Forum Member inputs will help me to get the missing links and help me to connect the dots

Regards

Prabhu


(lprabhu1107) #2

Updated portfolio with recent corrections…

exited few stocks like…Gruh, Repro, Sunilhitech…


(lprabhu1107) #3

Portfolio Update:

with the recent corrections…made changes in the portfolio…exited few at a loss and few at profits and added new entrants in to the portfolio…holding on to the ones with conviction…Overall it was a good learning phase…

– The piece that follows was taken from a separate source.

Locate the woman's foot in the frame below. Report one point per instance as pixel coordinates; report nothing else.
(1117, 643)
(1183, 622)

Forum members input is appreciated to refine the portfolio further…

Regards

Prabhu


(cathene) #4

How did you predict the management foul play well before it happened in meghmani organics. It will provide us a good understanding on how to approach the Indian equity with more precision and identifying the red flags before they could destroy our capital. Thanks well in advance


(chets) #5

You have some excellent picks. However recent additions like yes bank can be replaced with better banks. Looks like you entered the stock since it fell a lot. Never Compromise on quality however cheap the stock may be.
All the best!


(lprabhu1107) #6

exiting Meghmani was a luck…being a chemical engineer, i have all my friends working in Dyes, pigments, petrochemicals and related fields…hence got a cue from my souces to exit…and that is also the reason why i have 5 companies related to chemicals in my portfolio (initially i had 8)…circle of competence!!!


(lprabhu1107) #7

yes you are right…will monitor Yes Bank for some more time and then take a call


(Amit Jain) #8

The business is good. Numbers are near the top. NPA divergence issue needs to be put in proper perspective. Say this happened with hdfc bank… would investors shun it ?

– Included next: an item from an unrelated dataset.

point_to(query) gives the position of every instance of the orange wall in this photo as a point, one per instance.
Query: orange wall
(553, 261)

I think it’s a opportunity right now.


(chets) #9

Everyone is entitled to their thought process. NPA divergence is enough for me to stay away however lucrative the opportunity may be.


(cathene) #10

Yes bank could be the next PC jewellers. Well may be just need to keep our fingers crossed all the time. :sob:


(Amit Jain) #11

From what I understand there is a divergence in the reported NPA. No scam as such. The divergence is not major or shattering. Just the fact that there has been a purposful misrepresentation of an important fact, and more importantly it has been caught.

Business is still strong, numbers that matter are good, not as good as HDFC bank’s nor is the asking price.

The stock is inherently volatile, as they take more risk to compete with Kotak and hdfc.